My wife was my best friend. I hope she knew it. I think we discussed that I felt I could tell her things that I’d never share with my best friend and that my best friend was was really just my best friend that wasn’t her, but I don’t think I ever told her that she was my best friend.
Maybe I did, but if so, I didn’t tell her so regularly, and I wish I did.
My non-wife best friend died several years ago, and I felt the loss, but I didn’t feel the same despair that I do now with the loss of my wife. I don’t think I can put my finger on all the reasons.
I would have sacrificed my own life for my wife. I would have killed another human being for my life, but she would have never asked me to do so. I would have helped her bury the bodies without hesitation.
When we played games on opposite sides I’d never purposely let her win, but I never took pleasure when she lost. Wait, allow me to correct… Perhaps I would let her win sometimes, but only when it was just her playing against me. The point is that I took no pleasure in winning against her. I was much happier to see her win.

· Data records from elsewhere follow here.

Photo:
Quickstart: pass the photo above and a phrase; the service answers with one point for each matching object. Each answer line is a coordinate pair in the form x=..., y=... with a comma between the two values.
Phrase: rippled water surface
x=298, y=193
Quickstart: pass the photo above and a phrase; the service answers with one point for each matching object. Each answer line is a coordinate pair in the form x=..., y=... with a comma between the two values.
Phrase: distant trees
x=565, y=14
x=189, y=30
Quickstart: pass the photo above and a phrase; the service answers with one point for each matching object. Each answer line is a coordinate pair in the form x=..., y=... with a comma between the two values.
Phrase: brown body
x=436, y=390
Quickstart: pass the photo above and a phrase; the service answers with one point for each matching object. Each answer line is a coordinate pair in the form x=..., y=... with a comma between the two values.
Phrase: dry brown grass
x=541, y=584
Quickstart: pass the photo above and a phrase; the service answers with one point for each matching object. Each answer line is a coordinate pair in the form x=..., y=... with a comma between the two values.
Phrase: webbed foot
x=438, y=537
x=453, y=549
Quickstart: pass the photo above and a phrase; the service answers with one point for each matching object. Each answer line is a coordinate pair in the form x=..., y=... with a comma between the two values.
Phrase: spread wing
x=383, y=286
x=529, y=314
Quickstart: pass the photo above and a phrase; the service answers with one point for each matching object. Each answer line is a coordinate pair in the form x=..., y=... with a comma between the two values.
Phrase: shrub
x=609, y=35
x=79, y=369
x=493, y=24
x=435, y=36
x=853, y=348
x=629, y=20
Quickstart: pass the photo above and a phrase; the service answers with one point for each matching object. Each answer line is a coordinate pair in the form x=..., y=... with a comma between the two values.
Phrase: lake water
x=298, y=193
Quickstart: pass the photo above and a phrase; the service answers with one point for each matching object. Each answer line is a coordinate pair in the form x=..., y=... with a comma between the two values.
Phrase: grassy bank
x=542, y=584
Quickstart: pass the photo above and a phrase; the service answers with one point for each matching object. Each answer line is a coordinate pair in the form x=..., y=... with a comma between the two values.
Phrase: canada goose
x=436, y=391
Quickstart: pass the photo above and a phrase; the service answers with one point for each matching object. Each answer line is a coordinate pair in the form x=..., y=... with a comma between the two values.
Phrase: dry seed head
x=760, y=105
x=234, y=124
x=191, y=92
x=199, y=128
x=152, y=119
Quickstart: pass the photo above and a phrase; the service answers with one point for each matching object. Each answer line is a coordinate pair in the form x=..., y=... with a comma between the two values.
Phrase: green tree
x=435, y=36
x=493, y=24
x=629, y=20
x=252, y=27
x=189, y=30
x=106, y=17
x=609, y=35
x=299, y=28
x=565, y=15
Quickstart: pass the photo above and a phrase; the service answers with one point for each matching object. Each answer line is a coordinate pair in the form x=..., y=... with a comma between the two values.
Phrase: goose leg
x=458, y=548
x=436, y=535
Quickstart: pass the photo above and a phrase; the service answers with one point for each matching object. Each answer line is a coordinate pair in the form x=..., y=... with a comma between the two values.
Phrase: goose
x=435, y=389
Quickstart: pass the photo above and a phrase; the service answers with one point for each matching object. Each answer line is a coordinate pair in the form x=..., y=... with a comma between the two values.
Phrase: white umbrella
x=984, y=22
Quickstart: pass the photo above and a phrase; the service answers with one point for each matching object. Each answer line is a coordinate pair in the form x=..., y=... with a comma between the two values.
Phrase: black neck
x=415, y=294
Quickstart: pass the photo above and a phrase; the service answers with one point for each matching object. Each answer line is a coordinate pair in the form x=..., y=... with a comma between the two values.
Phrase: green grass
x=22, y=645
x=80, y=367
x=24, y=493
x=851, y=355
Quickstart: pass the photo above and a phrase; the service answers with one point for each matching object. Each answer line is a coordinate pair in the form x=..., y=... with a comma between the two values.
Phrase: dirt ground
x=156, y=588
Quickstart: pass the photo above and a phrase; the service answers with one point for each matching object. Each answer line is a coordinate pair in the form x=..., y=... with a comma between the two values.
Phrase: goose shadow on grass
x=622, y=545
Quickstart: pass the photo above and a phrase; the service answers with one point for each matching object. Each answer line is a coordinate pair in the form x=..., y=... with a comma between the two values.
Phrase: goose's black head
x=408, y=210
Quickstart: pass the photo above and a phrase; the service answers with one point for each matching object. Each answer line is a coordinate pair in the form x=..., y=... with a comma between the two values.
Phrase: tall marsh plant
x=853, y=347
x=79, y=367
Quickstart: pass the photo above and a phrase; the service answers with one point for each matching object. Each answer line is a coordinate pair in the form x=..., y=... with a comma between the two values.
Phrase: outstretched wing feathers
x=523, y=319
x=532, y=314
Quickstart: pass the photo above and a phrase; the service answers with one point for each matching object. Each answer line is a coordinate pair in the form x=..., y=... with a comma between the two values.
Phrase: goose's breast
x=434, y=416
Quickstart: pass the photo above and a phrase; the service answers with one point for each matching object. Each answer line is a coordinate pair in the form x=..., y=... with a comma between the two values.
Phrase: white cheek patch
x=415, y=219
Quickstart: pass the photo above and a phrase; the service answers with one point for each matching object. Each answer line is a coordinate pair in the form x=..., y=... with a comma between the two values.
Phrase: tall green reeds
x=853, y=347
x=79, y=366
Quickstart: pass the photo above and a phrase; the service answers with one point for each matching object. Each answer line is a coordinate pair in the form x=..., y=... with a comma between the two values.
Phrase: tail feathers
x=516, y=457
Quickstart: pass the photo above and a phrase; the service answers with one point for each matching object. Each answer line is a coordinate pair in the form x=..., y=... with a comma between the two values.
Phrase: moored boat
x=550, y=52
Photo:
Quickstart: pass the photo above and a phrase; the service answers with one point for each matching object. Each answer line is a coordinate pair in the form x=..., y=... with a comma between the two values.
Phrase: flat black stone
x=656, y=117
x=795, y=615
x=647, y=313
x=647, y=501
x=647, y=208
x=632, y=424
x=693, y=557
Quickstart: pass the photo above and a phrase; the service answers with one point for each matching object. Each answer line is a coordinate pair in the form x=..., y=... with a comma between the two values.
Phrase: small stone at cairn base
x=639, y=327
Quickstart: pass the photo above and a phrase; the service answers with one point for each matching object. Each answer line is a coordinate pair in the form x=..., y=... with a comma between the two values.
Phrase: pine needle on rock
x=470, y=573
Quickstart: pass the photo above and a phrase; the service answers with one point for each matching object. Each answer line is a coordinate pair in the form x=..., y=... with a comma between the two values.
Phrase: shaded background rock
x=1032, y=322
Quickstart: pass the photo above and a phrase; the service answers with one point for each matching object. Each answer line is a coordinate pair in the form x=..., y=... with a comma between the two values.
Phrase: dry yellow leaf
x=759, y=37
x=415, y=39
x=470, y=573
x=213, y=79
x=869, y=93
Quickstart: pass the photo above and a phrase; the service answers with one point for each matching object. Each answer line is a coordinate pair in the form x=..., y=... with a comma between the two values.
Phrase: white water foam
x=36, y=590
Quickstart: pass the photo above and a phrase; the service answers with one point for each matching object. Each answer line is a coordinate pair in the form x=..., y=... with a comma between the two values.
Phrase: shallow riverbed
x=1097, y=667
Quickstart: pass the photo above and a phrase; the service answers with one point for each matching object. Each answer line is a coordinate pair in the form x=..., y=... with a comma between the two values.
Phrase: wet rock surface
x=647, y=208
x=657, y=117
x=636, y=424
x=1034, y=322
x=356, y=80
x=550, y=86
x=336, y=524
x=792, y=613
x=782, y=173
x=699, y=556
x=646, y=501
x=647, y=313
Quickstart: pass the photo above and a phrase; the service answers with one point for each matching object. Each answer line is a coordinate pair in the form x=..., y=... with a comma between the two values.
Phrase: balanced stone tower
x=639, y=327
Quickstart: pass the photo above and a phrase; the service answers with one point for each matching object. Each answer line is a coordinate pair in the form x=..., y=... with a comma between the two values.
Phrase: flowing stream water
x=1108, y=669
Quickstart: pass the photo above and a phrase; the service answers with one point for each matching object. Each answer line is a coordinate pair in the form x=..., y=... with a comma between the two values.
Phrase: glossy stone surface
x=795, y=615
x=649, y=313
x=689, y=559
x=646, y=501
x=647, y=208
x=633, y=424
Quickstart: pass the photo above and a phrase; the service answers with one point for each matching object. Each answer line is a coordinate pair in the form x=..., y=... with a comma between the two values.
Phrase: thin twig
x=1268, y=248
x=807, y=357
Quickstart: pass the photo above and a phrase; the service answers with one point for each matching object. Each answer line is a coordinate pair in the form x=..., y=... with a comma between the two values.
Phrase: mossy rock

I started feeling her pains more deeply than my own after our first date. And when she felt pain I felt that I failed her by not being able to protect her from it. I feel guilt about my inabilities now, and don’t know how to deal with it.
I’m no saint. I don’t consider myself to be a good person at all. But I loved my wife more than myself, and am having troubles convincing myself that I can go on without her.
Not only do I feel the loss, but I also feel guilt. I think I was a good husband in many ways, but a really bad one in others.
I did feel like I was her protector, so when she died of her cancer I felt that I let her down. My friends don’t think this. They feel that I went way above what other would have. They think that I did more than anybody else would, but I feel that I am a failure. I feel that I am a fraud, because I feel I made bad choices. I feel that if they knew my thoughts that they would hate me for my choices.
Karen was the best thing that ever happened to me. I laid in bed many nights before we were together, feeling despair. I hated myself, and I hated the world. When I met her I was desperate for anybody to think me worthwhile. And somehow she did, and not only that, but she was genuine. I’m not really sure how to describe this.
I don’t think I’ll ever have a friend like her again, and that makes me so sad I can’t express it. I have tears in my eyes just writing this. I’m sad for two reasons. One, that I let my friend down by not being able to protect her, and two, that I’ll never have a friend as close as we were again. I’m sad because I failed my friend, and because I’ve lost something that I can’t bet back.
I feel a pain so deep that I recognize that I’m damaged now. I’m not sure I can be repaired, and I’m not sure I want to be.